Wed Sep 25 10:00:00 UTC 2024: ## Middle-Aged Friendships and a Son’s Difficult Breakup: Care and Feeding Offers Advice

**Slate’s parenting advice column, Care and Feeding, tackles two pressing issues this week: the difficulty of making friends in middle age and the fallout from a teenage relationship gone sour.**

**Making Friends in Middle Age: Is It Just Us?**

One reader, who moved to a new town a decade ago, laments the lack of close friendships despite actively trying to connect with other parents. She’s invited families for playdates and coffee, but received no invitations in return. Care and Feeding’s author acknowledges the reader’s frustration, suggesting that social norms have changed, making reciprocal invitations less common. The advice? Continue issuing invitations, even if it feels like a one-sided effort. Additionally, the column suggests finding friends outside of parenting circles by joining social sports, volunteer groups, or other activities.

**Navigating a Son’s Difficult Breakup**

A parent is seeking advice after her son’s six-month relationship with a 16-year-old girlfriend ended badly. The girl’s parents are now forbidding her from seeing the son after she claimed he forced her into sexual activity. The parent, who initially intervened to address consent issues, is now worried about her son’s anxiety and the potential for further repercussions.

Care and Feeding urges the parent to step back and let the situation play out, recognizing that the son and his ex-girlfriend are not good for each other. The column advises seeking professional counseling for the son to help manage his anxiety and address issues of consent.
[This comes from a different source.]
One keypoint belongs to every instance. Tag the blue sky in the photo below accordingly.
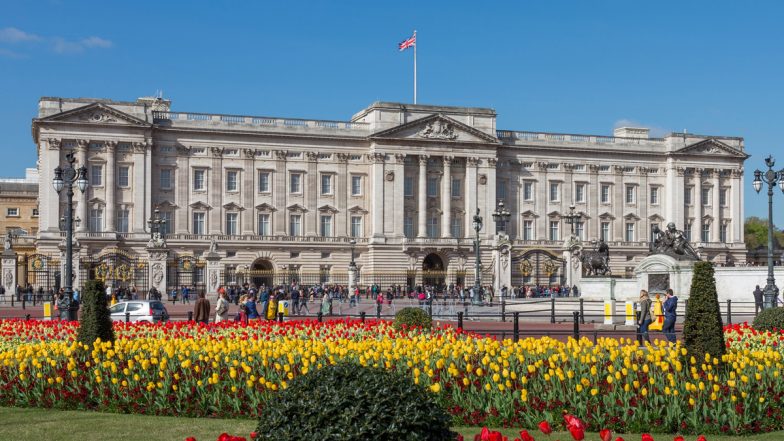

Additionally, it prompts the parent to consider how she would respond if the girl’s parents take further action based on the alleged forced sexual activity.

Ultimately, Care and Feeding emphasizes the importance of allowing space for young people to navigate their own relationships, while providing support and guidance where appropriate. The column reminds parents that it’s okay to prioritize their own well-being and not be constantly involved in every aspect of their children’s lives.